Torres v. State

Decision Date14 April 2014
Docket Number# 2014-028-508,Claim No. 123637,Motion No. M-84370
PartiesCHRISTIAN TORRES v. THE STATE OF NEW YORK
CourtNew York Court of Claims

Synopsis

SUMMARY: Motion for permission to file a late claim is granted. The fact that Movant failed to appreciate the extent of his injuries does not, in the circumstances here, present a reasonable excuse for delay. The fact that a supervisor with authority to initiate investigation of the incident was on the scene and did begin an investigation establishes that the State had adequate notice.

Case information

UID: 2014-028-508
Claimant(s): CHRISTIAN TORRES
Claimant short name: TORRES
Footnote (claimant name) :
Defendant(s): THE STATE OF NEW YORK
Footnote (defendant name) :
Third-party claimant(s):
Third-party defendant(s):
Claim number(s): 123637
Motion number(s): M-84370
Cross-motion number(s):
Judge: RICHARD E. SISE
Claimant's attorney: LAW OFFICES OF PETER P. TRAUB
BY: PETER P. TRAUB, ESQ.
Defendant's attorney: HON. ERIC T. SCHNEIDERMAN, ATTORNEY GENERAL
BY: Robert E. Morelli, Esq.
Assistant Attorney General
Third-party defendant's attorney:
Signature date: April 14, 2014
City: Albany
Comments:
Official citation:
Appellate results:
See also (multicaptioned case)
Decision

The following papers were read on Movant's motion for permission to file an untimely claim pursuant to Court of Claims Act §10 (6):

1. Notice of Motion and Supporting Affirmation of Peter P. Traub, Esq., with annexed Exhibits including Affidavit of Christian Torres;

2. Affirmation in Opposition of Robert Morelli, AAG, with annexed Exhibits, including affidavit of Timothy Byrne;

3. Reply Affirmation of Peter P. Traub, Esq.; and

4. Further Reply Affirmation of Peter P. Traub, Esq., with annexed Exhibit.

Filed papers: None

Movant's proposed claim (Traub affirmation, Exhibit 1) alleges that on July 21, 2013, at approximately 3:30 p.m., Movant tripped and fell as he was playing a game of touch football on the beach at Field No. 4 in Robert Moses State Park. The fall was caused, it is alleged, by a "metallic whole section of snow fence" that was buried in the sand of that beach. Defendant's liability is premised on its failure to realize either that the snow fence was at that location or that a section of snow fencing was missing, and other acts or omissions that violated its duty to keep the area in a reasonably safe condition.

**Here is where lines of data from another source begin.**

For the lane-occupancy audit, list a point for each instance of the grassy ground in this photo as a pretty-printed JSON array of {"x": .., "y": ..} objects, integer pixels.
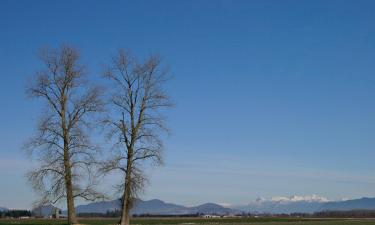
[{"x": 197, "y": 221}]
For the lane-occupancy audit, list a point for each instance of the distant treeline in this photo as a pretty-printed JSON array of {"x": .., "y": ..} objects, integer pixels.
[
  {"x": 108, "y": 214},
  {"x": 323, "y": 214},
  {"x": 15, "y": 213}
]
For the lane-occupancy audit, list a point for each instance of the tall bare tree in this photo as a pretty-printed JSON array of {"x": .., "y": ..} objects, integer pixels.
[
  {"x": 136, "y": 121},
  {"x": 62, "y": 144}
]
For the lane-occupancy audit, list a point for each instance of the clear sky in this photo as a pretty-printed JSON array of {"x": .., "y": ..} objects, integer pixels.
[{"x": 274, "y": 98}]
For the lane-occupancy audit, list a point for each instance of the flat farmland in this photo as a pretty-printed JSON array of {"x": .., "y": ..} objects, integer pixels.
[{"x": 192, "y": 221}]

In falling, Movant impaled his right knee on a twisted metal wire extending out from the snow fence section. Park Officers arrived to render first aid, and then the Park Manager, Tim Byrne, came to the scene. He called the police, rinsed Movant's knee with fresh water, got him a wheelchair, made arrangements for Movant to be moved, and took photographs of the scene (Torres affidavit, ¶ 3). In addition, Byrne dug the snow fence out of the sand, removed it from the scene and threw it in the trash. Movant was taken by ambulance to Samaritan Hospital where the knee was given a more thorough cleaning and he was given a tetanus shot. Movant was told that the wound did not have to be sutured. He was referred to another hospital for x-rays, which revealed nothing unusual. An MRI was discussed at that time, but Movant was informed that that procedure would have to be prescribed by an orthopedic doctor.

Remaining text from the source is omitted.